L'aria è ferma. Il fumo che esce dalla sigaretta accesa tra le mie dita si condensa in una nuvoletta compatta sopra la mia testa. Come dovesse essere la mia nuvola personale, come dovesse iniziare a piovermi addosso da un momento all'altro.
Inizio a sentire le prime gocce calde sulle guance e mi copro, ma il gelo che sento sulla pelle si fa strada sotto tutti quegli strati di stoffa penetrando fino alle ossa. Prendo allora un altro fiato, ma paradossalmente anche quello è più freddo dello spazio più profondo, e comincio a chiedermi se sia reale o tutto un sogno.
Le strade sono deserte, non un'anima è presente, e dall'alto sono le stelle, che lentamente vanno sparendo, a farmi da unica compagnia.
È la quarta volta che devo riprendere l'accendino dalla tasca, ma quella bastarda non vuole restare accesa, ed inizio a stancarmi. Sempre lo stesso movimento, che è diventato routine. Sempre la stessa strada, che è diventata routine. Sempre la stessa vita, che è diventata routine. Monotona. Sempre uguale a se stessa, e pare così voglia restare, all'infinito, ma mai a me cara.

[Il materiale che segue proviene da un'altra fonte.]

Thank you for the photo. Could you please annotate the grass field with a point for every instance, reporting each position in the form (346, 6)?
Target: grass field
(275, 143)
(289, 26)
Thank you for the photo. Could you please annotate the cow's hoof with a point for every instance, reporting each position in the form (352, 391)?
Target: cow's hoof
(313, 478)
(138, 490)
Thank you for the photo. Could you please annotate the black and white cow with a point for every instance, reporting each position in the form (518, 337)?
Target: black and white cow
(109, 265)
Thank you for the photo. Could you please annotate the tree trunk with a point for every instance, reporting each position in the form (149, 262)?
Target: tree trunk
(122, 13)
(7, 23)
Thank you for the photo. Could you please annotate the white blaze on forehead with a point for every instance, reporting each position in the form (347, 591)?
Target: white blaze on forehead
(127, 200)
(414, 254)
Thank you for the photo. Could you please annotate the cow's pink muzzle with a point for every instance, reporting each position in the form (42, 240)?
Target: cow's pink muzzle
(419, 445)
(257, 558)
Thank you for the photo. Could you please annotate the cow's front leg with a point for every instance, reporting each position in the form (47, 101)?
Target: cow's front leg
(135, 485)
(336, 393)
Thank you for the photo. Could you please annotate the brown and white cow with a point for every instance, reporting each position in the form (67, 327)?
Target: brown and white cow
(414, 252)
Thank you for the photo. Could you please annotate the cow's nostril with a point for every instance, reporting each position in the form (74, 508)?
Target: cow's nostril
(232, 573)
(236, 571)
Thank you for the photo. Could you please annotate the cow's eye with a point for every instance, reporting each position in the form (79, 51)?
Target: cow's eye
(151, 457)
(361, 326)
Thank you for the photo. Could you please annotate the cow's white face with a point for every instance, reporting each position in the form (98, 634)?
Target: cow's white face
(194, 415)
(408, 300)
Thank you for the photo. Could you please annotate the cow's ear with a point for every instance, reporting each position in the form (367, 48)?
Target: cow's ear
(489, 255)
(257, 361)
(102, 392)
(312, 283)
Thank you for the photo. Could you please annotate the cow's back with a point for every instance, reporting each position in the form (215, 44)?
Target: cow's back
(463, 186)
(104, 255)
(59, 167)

Voglio liberarmene, dispiegare le mie ali e spiccare il volo. Ma di quelle bianche piume che sono la mia unica speranza nemmeno l'ombra, ed ombra è tutto ciò che vedo attorno a me.
Siamo a sei ora, e la sigaretta è quasi finita, ed inizio ad avere il terrore che quel movimento meccanico, di cui da tempo mi sono stancata, possa finire, e finisce, ed inizio lentamente a cadere in un baratro più scuro di quelle intangibili figure che ora sono diventate la luce alla fine del mio tunnel.

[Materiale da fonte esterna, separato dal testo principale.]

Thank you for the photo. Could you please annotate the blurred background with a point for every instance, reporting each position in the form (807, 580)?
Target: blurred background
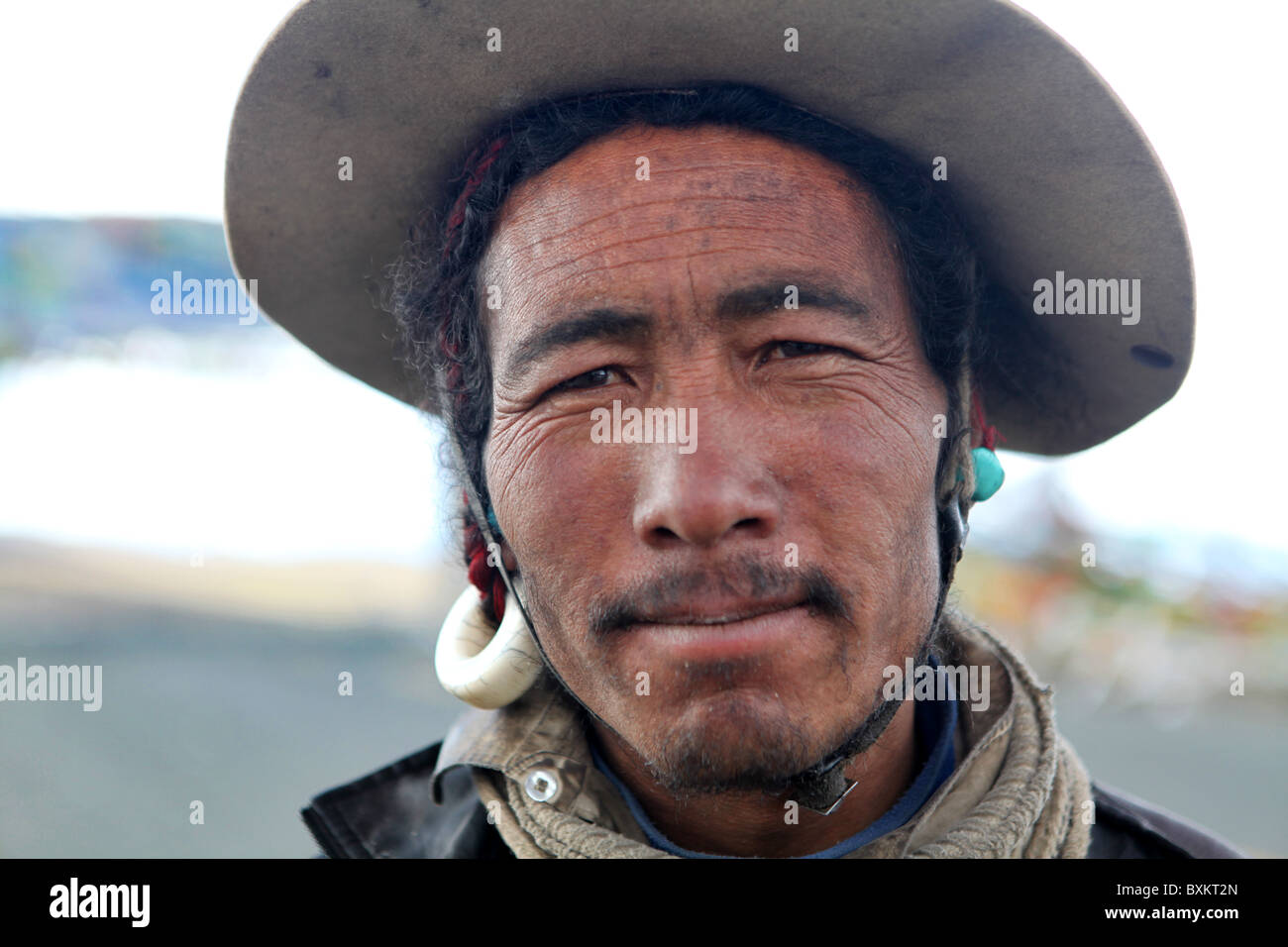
(226, 523)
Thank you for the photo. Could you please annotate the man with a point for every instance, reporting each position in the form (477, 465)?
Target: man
(713, 363)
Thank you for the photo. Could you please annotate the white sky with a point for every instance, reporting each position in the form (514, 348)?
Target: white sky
(123, 108)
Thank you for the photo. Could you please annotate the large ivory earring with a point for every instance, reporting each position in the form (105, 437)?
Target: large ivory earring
(482, 664)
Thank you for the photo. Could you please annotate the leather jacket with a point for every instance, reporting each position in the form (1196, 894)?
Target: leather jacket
(391, 813)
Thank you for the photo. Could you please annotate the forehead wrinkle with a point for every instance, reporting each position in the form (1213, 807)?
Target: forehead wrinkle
(630, 241)
(690, 256)
(536, 213)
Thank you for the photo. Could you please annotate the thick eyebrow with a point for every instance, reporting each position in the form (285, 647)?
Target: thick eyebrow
(765, 298)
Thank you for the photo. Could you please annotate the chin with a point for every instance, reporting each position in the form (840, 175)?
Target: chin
(732, 741)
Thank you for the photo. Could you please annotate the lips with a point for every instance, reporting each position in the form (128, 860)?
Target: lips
(716, 612)
(717, 633)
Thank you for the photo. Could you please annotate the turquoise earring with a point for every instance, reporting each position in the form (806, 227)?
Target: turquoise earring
(988, 474)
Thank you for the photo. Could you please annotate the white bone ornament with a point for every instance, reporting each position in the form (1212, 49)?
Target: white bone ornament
(485, 667)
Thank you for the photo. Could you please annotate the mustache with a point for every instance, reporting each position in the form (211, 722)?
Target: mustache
(745, 577)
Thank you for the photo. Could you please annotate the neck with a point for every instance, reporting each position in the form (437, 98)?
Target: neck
(761, 825)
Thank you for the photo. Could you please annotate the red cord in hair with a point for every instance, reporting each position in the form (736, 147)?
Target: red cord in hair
(484, 577)
(988, 434)
(476, 166)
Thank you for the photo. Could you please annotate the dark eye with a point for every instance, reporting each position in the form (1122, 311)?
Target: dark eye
(595, 377)
(795, 350)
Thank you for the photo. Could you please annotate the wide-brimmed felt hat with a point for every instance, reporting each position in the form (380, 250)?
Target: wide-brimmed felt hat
(1052, 175)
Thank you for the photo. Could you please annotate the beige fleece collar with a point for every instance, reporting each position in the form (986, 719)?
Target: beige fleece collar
(1018, 791)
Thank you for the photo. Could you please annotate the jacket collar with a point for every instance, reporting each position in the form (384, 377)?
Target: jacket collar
(545, 731)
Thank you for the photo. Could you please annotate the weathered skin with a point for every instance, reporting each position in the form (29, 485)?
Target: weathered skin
(828, 449)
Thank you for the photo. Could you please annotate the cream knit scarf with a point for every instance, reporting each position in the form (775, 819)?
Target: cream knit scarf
(1019, 789)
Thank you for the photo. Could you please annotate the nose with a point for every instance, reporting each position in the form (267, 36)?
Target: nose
(719, 493)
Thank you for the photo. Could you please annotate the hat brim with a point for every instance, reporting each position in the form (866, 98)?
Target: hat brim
(1046, 165)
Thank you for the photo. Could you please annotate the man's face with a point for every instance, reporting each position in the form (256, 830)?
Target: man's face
(725, 605)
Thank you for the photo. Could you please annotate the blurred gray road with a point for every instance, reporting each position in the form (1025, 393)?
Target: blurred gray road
(248, 719)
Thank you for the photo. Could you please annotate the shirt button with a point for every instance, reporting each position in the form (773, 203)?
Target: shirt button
(541, 785)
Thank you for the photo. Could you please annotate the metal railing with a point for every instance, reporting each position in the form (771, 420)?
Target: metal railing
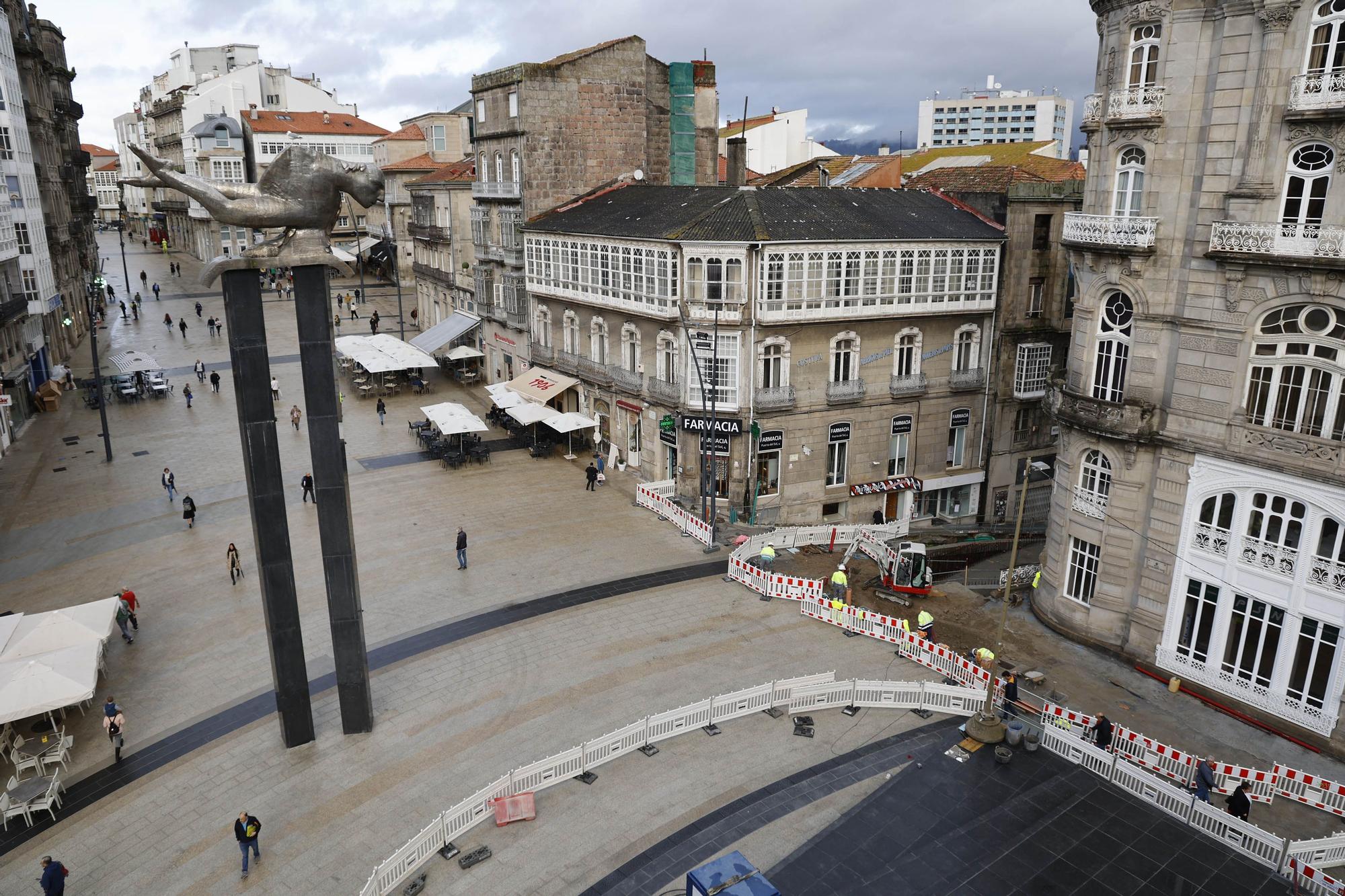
(1110, 231)
(1274, 239)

Il vento passa tra i miei capelli generando fruscii di foglie e mi porto le mani al volto e le sento ruvide come se la pelle si fosse trasformata in spessa corteccia. Mi sento impacciata, rigida, e mi ritrovo ferma in quel burrone mentre come cascata mi scivolano addosso tutti i suoni che prima giungevano alle mie orecchie. Orecchie? Cosa sono? Io non ricordo, e tutto ciò che sapevo pare archiviato in fondo alla mia memoria attendendo di essere definito, di essere associato ad un qualche termine che possa definirlo. Ma nemmeno delle parole sono a conoscenza e mi assale un viscerale terrore che lentamente sfuma in una piatta calma, apatica. E mi sento pesate, sempre più pesante, ma qualcosa mi tiene ancorata a quell'oscura parete. Ed infine, nella solitudine, divento pietra.